4. It allows us to compete on price sustainably

Do you want to buy 5 individual products at $10 each, or all 5 for $20?

Charging by product means you can out compete all of your competitors on price.

To get to this point, we're starting to build data on cross-selling to know that we'd get it right, so we'll figure that out over the next year and hopefully will be able to lower prices as a result.

If you're thinking about applying this concept to your business, success depends on where in the market you focus (you need to be able to sell more to the same users to avoid a complex sales motion) and how price sensitive they are. If people don't care about price in your market, there's no point either.

5. It's a clever way to scale exponentially (we think)

We charged for session recording in December. By March, it was 10% of our revenue. Most of the users paying are new.

That sounds good but, in absolute terms, we'd get double the revenue from it with the same engineering input if we were twice the size when we launched it.

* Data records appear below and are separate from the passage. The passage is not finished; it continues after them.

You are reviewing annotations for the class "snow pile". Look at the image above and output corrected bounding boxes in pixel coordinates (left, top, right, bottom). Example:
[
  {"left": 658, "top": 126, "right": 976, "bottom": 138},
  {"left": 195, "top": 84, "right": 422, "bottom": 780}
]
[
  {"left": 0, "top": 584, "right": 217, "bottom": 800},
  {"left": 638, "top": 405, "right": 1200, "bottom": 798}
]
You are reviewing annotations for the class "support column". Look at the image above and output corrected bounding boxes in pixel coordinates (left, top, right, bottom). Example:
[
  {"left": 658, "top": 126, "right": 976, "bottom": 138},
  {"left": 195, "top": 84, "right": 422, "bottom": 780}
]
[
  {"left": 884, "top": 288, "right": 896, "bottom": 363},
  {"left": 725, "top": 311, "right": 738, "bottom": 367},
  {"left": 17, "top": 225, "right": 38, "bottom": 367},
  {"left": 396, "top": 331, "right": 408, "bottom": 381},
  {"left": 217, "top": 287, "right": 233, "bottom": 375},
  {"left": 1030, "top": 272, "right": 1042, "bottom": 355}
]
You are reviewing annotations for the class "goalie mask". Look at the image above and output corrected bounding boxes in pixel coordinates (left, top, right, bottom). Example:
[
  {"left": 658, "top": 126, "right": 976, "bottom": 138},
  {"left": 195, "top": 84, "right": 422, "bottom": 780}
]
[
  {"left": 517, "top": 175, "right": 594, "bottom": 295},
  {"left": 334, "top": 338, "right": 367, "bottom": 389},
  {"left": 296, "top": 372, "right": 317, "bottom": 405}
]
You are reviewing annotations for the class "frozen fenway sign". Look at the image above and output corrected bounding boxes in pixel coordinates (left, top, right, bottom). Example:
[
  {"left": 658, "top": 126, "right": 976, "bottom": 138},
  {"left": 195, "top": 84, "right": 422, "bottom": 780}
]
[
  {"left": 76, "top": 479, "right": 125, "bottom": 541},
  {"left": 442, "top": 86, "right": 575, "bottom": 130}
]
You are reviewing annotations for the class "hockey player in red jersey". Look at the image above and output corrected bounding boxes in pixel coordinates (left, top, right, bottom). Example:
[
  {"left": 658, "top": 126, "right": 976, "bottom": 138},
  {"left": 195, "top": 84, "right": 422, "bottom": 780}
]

As we get bigger, and we ship more products, each one will get more traction with the same cost to deliver it. And, in fact, each new product brings us more top-of funnel growth – since it means there are more reasons for people to find PostHog in the first place.

What's the catch?

We have a hideously complex internal billing and reporting system – it needs to be hyper-flexible to cope with a wide range of differently-structured pricing mechanisms, hence the decision to build it. We keep adding more functionality into it. Send help! We'd love any recommendations you may have. We know usage based pricing is becoming much more normal, thankfully.